For seven summer weeks in 1989, it seemed there could be a new and better China.
A crowd of more than a million, led by students, camped in Beijing's vast Tiananmen Square, peacefully calling for an end to repression and corruption.
Instead, the tanks rolled in and crushed these civilian protesters some of them literally, inside their tents.
Wan Weilin, a 19-year-old student, stood in the path of the tanks, begging the soldiers not to kill their fellow citizens. He was dragged to safety, but it is not known what later happened to him.
Since then, surviving student leaders and suspected sympathizers have been hunted down and imprisoned or killed.
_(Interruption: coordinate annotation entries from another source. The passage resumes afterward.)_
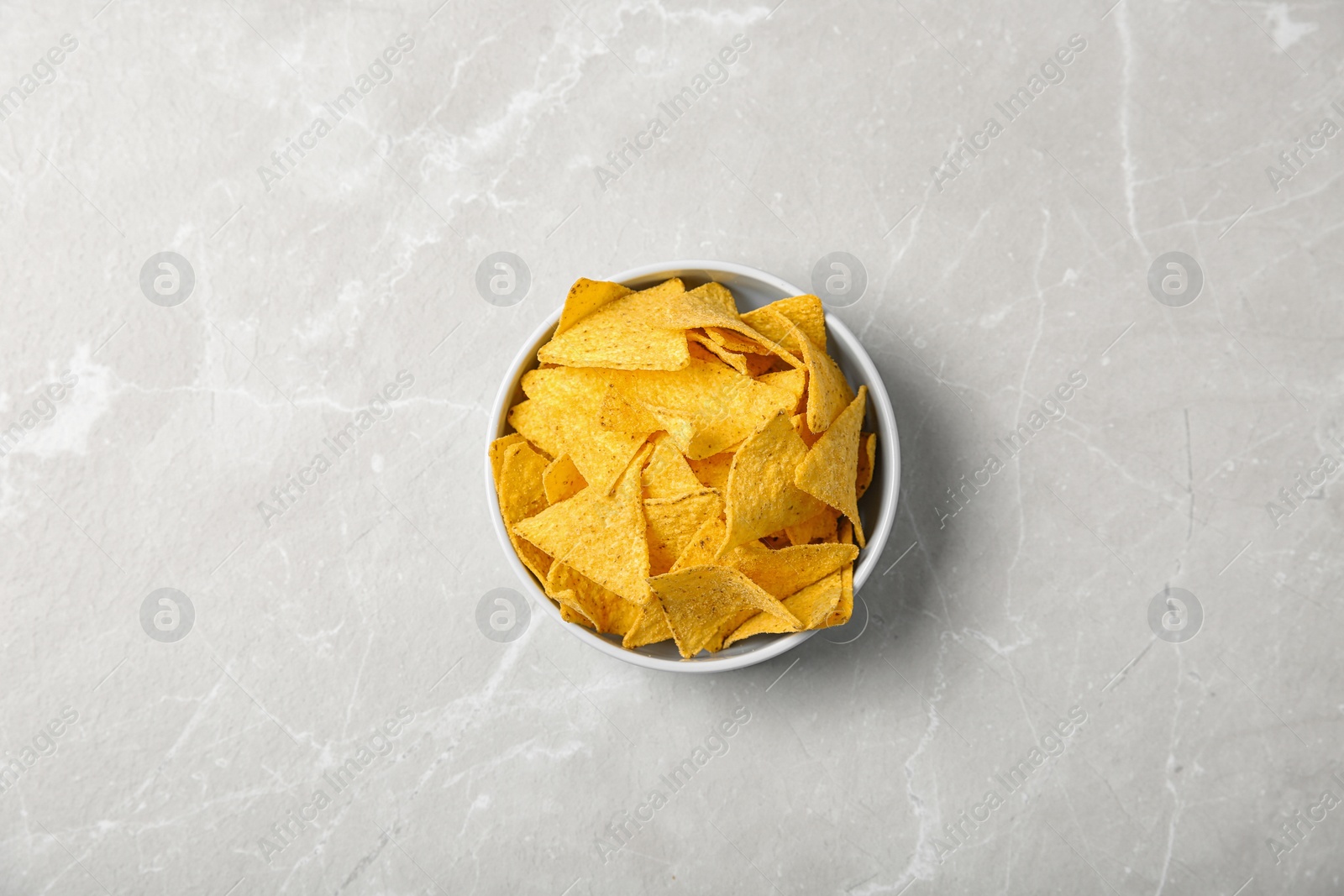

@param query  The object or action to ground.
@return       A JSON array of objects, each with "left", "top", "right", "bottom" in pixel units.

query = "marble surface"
[{"left": 0, "top": 0, "right": 1344, "bottom": 896}]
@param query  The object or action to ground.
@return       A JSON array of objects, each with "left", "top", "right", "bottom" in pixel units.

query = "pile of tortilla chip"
[{"left": 489, "top": 280, "right": 876, "bottom": 657}]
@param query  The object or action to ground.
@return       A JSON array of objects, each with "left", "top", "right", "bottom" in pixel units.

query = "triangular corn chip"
[
  {"left": 643, "top": 432, "right": 701, "bottom": 498},
  {"left": 757, "top": 368, "right": 808, "bottom": 414},
  {"left": 790, "top": 385, "right": 869, "bottom": 547},
  {"left": 727, "top": 544, "right": 858, "bottom": 600},
  {"left": 827, "top": 520, "right": 853, "bottom": 627},
  {"left": 853, "top": 432, "right": 878, "bottom": 500},
  {"left": 723, "top": 569, "right": 844, "bottom": 647},
  {"left": 546, "top": 563, "right": 641, "bottom": 636},
  {"left": 717, "top": 412, "right": 825, "bottom": 556},
  {"left": 643, "top": 488, "right": 723, "bottom": 575},
  {"left": 495, "top": 441, "right": 551, "bottom": 582},
  {"left": 512, "top": 451, "right": 649, "bottom": 603},
  {"left": 542, "top": 454, "right": 587, "bottom": 504},
  {"left": 742, "top": 296, "right": 827, "bottom": 352},
  {"left": 555, "top": 277, "right": 630, "bottom": 336},
  {"left": 621, "top": 600, "right": 672, "bottom": 650},
  {"left": 649, "top": 565, "right": 801, "bottom": 658},
  {"left": 536, "top": 278, "right": 690, "bottom": 371},
  {"left": 784, "top": 508, "right": 840, "bottom": 544},
  {"left": 687, "top": 451, "right": 737, "bottom": 491},
  {"left": 509, "top": 367, "right": 649, "bottom": 491}
]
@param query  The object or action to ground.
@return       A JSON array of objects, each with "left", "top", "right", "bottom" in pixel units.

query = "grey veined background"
[{"left": 0, "top": 0, "right": 1344, "bottom": 896}]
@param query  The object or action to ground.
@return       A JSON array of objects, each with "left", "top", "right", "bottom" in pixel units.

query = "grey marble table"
[{"left": 0, "top": 0, "right": 1344, "bottom": 896}]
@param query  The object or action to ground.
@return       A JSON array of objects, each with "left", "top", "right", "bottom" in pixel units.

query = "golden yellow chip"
[
  {"left": 546, "top": 563, "right": 641, "bottom": 636},
  {"left": 717, "top": 412, "right": 825, "bottom": 556},
  {"left": 757, "top": 368, "right": 808, "bottom": 414},
  {"left": 643, "top": 488, "right": 723, "bottom": 575},
  {"left": 542, "top": 454, "right": 587, "bottom": 504},
  {"left": 491, "top": 432, "right": 527, "bottom": 480},
  {"left": 555, "top": 277, "right": 630, "bottom": 336},
  {"left": 785, "top": 508, "right": 840, "bottom": 544},
  {"left": 643, "top": 432, "right": 704, "bottom": 498},
  {"left": 513, "top": 448, "right": 649, "bottom": 605},
  {"left": 509, "top": 367, "right": 649, "bottom": 491},
  {"left": 793, "top": 385, "right": 869, "bottom": 547},
  {"left": 660, "top": 282, "right": 802, "bottom": 367},
  {"left": 536, "top": 278, "right": 690, "bottom": 371},
  {"left": 685, "top": 331, "right": 754, "bottom": 376},
  {"left": 649, "top": 565, "right": 801, "bottom": 658},
  {"left": 742, "top": 296, "right": 827, "bottom": 352},
  {"left": 723, "top": 569, "right": 844, "bottom": 647},
  {"left": 621, "top": 599, "right": 672, "bottom": 650},
  {"left": 495, "top": 442, "right": 551, "bottom": 582},
  {"left": 687, "top": 451, "right": 737, "bottom": 491},
  {"left": 496, "top": 399, "right": 564, "bottom": 457},
  {"left": 827, "top": 520, "right": 853, "bottom": 627},
  {"left": 601, "top": 360, "right": 793, "bottom": 459},
  {"left": 728, "top": 544, "right": 858, "bottom": 599},
  {"left": 853, "top": 432, "right": 878, "bottom": 500}
]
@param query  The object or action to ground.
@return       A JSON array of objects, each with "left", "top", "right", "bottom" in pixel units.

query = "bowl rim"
[{"left": 484, "top": 259, "right": 900, "bottom": 673}]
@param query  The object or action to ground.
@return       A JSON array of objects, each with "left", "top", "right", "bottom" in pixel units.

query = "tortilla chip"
[
  {"left": 687, "top": 451, "right": 737, "bottom": 491},
  {"left": 717, "top": 412, "right": 825, "bottom": 556},
  {"left": 643, "top": 432, "right": 704, "bottom": 498},
  {"left": 728, "top": 544, "right": 858, "bottom": 599},
  {"left": 660, "top": 282, "right": 802, "bottom": 367},
  {"left": 601, "top": 360, "right": 793, "bottom": 459},
  {"left": 542, "top": 454, "right": 587, "bottom": 504},
  {"left": 553, "top": 277, "right": 630, "bottom": 338},
  {"left": 509, "top": 367, "right": 650, "bottom": 491},
  {"left": 643, "top": 488, "right": 723, "bottom": 575},
  {"left": 621, "top": 600, "right": 672, "bottom": 650},
  {"left": 723, "top": 569, "right": 844, "bottom": 647},
  {"left": 685, "top": 331, "right": 751, "bottom": 376},
  {"left": 790, "top": 385, "right": 869, "bottom": 547},
  {"left": 496, "top": 399, "right": 564, "bottom": 457},
  {"left": 827, "top": 520, "right": 853, "bottom": 627},
  {"left": 513, "top": 448, "right": 649, "bottom": 605},
  {"left": 546, "top": 563, "right": 641, "bottom": 636},
  {"left": 853, "top": 432, "right": 878, "bottom": 501},
  {"left": 757, "top": 368, "right": 808, "bottom": 414},
  {"left": 789, "top": 414, "right": 822, "bottom": 448},
  {"left": 785, "top": 508, "right": 840, "bottom": 544},
  {"left": 536, "top": 278, "right": 690, "bottom": 371},
  {"left": 742, "top": 296, "right": 827, "bottom": 352},
  {"left": 672, "top": 516, "right": 727, "bottom": 571},
  {"left": 704, "top": 327, "right": 774, "bottom": 356},
  {"left": 649, "top": 565, "right": 801, "bottom": 658},
  {"left": 495, "top": 442, "right": 551, "bottom": 582}
]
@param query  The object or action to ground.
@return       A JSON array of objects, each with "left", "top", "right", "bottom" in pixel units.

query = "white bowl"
[{"left": 482, "top": 260, "right": 900, "bottom": 672}]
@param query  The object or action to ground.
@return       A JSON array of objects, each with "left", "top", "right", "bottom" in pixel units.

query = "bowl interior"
[{"left": 491, "top": 266, "right": 899, "bottom": 672}]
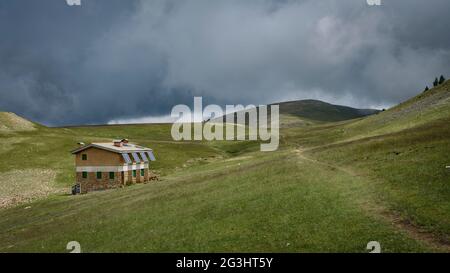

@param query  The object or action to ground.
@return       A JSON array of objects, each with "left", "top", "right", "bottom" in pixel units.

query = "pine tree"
[{"left": 433, "top": 78, "right": 439, "bottom": 87}]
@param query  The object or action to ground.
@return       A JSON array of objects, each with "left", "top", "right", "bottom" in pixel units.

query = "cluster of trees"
[{"left": 425, "top": 75, "right": 445, "bottom": 91}]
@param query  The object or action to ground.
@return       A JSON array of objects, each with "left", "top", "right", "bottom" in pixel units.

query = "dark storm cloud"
[{"left": 0, "top": 0, "right": 450, "bottom": 124}]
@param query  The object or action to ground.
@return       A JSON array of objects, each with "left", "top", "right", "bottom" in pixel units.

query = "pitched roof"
[{"left": 72, "top": 142, "right": 153, "bottom": 154}]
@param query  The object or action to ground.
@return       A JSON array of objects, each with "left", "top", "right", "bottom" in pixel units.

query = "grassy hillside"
[
  {"left": 0, "top": 112, "right": 36, "bottom": 132},
  {"left": 0, "top": 82, "right": 450, "bottom": 252},
  {"left": 278, "top": 100, "right": 378, "bottom": 121},
  {"left": 214, "top": 100, "right": 379, "bottom": 127}
]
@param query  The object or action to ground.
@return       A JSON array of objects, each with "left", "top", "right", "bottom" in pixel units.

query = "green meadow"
[{"left": 0, "top": 81, "right": 450, "bottom": 252}]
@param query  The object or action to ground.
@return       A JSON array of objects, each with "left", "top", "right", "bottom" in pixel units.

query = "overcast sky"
[{"left": 0, "top": 0, "right": 450, "bottom": 125}]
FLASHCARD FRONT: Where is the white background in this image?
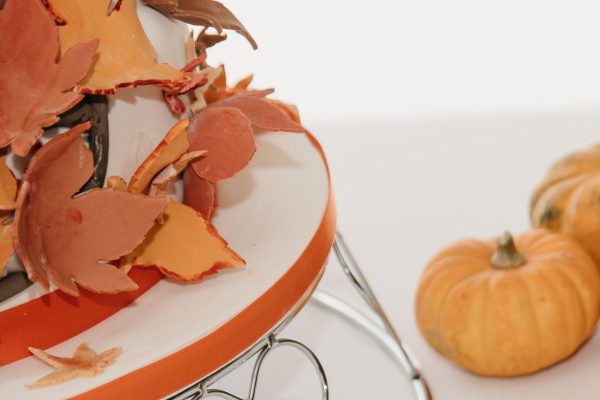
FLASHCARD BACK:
[209,0,600,400]
[214,0,600,122]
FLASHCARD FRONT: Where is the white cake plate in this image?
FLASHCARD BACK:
[0,133,335,400]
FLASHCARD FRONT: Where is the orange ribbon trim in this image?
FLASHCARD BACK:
[0,134,336,400]
[73,130,336,400]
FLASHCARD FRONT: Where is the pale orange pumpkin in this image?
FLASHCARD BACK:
[530,146,600,266]
[416,229,600,376]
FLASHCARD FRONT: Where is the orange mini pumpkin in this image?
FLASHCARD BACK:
[416,229,600,376]
[530,146,600,265]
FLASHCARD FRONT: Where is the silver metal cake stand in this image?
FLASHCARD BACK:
[169,232,432,400]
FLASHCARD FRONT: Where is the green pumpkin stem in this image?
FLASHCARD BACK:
[491,232,526,269]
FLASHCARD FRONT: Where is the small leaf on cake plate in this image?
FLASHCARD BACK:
[13,123,167,296]
[128,119,190,193]
[46,0,190,94]
[183,168,217,221]
[208,91,306,132]
[188,107,256,182]
[144,0,257,49]
[0,0,98,156]
[27,343,121,389]
[127,200,245,282]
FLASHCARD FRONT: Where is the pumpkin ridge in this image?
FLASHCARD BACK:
[481,279,495,371]
[426,264,484,356]
[550,262,598,337]
[517,268,545,372]
[436,271,489,365]
[529,174,600,228]
[532,261,587,354]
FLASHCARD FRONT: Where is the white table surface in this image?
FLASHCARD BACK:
[199,0,600,400]
[210,110,600,400]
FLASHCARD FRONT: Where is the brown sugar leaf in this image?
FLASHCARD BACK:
[188,107,256,182]
[202,65,254,104]
[127,200,245,282]
[0,215,15,275]
[46,0,190,94]
[144,0,258,49]
[13,123,167,296]
[208,91,306,132]
[27,343,121,389]
[0,156,17,211]
[148,151,206,196]
[127,119,190,193]
[0,0,98,156]
[183,168,217,221]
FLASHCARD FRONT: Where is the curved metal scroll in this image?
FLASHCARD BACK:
[177,335,329,400]
[311,232,432,400]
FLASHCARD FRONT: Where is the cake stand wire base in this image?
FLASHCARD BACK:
[170,231,432,400]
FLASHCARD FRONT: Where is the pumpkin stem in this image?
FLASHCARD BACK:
[491,232,525,269]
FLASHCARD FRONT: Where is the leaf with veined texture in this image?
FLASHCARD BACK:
[13,123,167,296]
[46,0,190,94]
[144,0,258,49]
[0,0,98,156]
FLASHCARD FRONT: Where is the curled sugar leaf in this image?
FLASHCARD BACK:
[13,122,167,296]
[46,0,190,94]
[127,200,245,282]
[183,168,217,221]
[188,107,256,182]
[144,0,258,49]
[0,0,98,156]
[128,119,190,193]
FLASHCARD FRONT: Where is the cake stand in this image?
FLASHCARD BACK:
[0,128,430,400]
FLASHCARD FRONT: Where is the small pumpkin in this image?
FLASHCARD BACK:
[530,146,600,266]
[416,229,600,376]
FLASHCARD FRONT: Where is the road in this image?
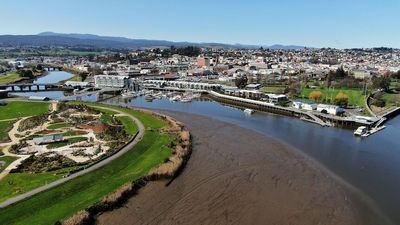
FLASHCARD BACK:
[0,106,145,208]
And the repression goes on.
Another chance
China made a huge effort to get the Olympic Games for Beijing in 2000. It was turned down, on human rights grounds.
It waged another campaign, competing with other great cities of the world, to get the Games for 2008.
It made a specific promise to the International Olympic Committee that it would substantially improve its notorious "human-rights record". On this basis, it won this second bid.
If against all odds China could be persuaded to honor that promise, the memory of the brave demonstrators of 1989 would also be honored.
What we hope for
China was desperate to get the Games, and is desperate for them to be a success.
This is a brilliant chance, such as will not come again, to persuade China that its reputation is highly at risk.
We are approaching the end of this sensitive time: the Games will start on August 8.
The Games will not be called off. No country will stay away there's no chance of that, and we're not suggesting it. Athletes will not lose their chance to gain fame in 2008.
But the audiences could be far short of what the Chinese authorities hope for.
That is what they fear.
The 2008 Games have already been called "The Genocide Olympics" because of China's support of the Sudanese regime; they could be called "The Firing Squad Olympics", "The Organ-Sale Olympics", "The Smog Olympics", and much more.
The fear of a public-relations triumph turning into a public-relations catastrophe is what might just make China consider some quick and massive reforms.